Chided and criticized at
times for his caution and pace of change,
Peter Sr. has had the internal fortitude
to listen to his heart and not the sirens
of wealth or fame. “We’re still
in the family business,” Peter Jr.
said resolutely. “It offers us a wonderful
lifestyle. I think it was dad’s philosophy
and approach that has kept it going. He
built an unbelievable empire and he’s
made an indelible mark on the wine industry….
His contributions will take a long time
to fully appreciate.”
And while the elder Mondavi
has plenty to be proud of, he’d rather
not talk of achievements or legacies.

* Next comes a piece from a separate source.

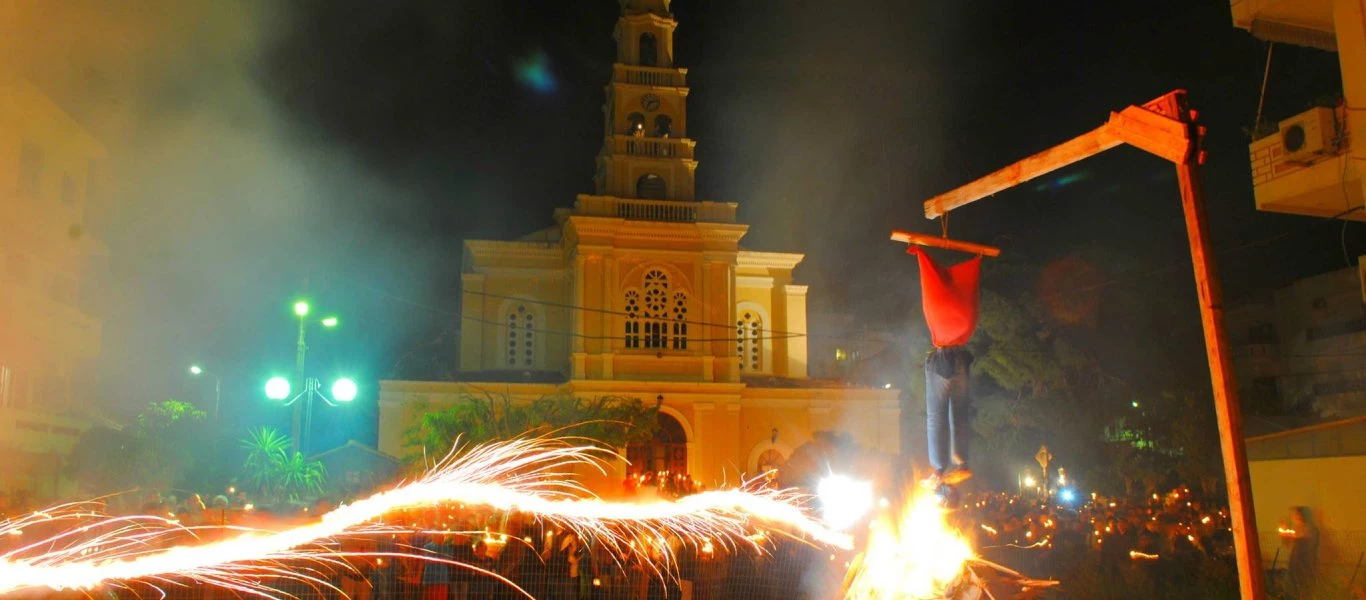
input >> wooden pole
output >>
[1176,157,1266,600]
[925,123,1124,219]
[892,230,1001,257]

He
would prefer enjoying his daily glass of
cabernet sauvignon while indulging in a
piece of crusty bread dipped in his own
olive oil, humbly and quietly.

Peter Mondavi Sr. comfortable in his
winery.
2006
Charles Krug Cabernet Sauvignon, Yountville,
Calif.

•
$26
• Two Thumbs Up
• Classic cabernet aromas of anise,
smoke and cassis. Rich and elegant, it has
medium- to full-body with flavors of tart
red cherry, cola, toasted hazelnut. Bring
on the roasted meats.
2005
Charles Krug, Generations, Napa Valley,
Calif.

•
$45
• Two Thumbs Way Up
• A nose full of smoky leather, black
cherry, anise and dark chocolate. It is
a rich and refined wine with flavors of
cassis, toasted brioche and black licorice.
It opened up nicely after an hour with great
spice notes.
2008
Charles Krug Sauvignon Blanc, Napa Valley,
Calif.

•
$19
• Two Thumbs Way Up
• Fun aromas of tangerine, lemon,
melon, apricot and fresh lime. A New Zealand-style
wine, it has fresh flavors of lemon, lime,
melon, pineapple, guava and passion fruit.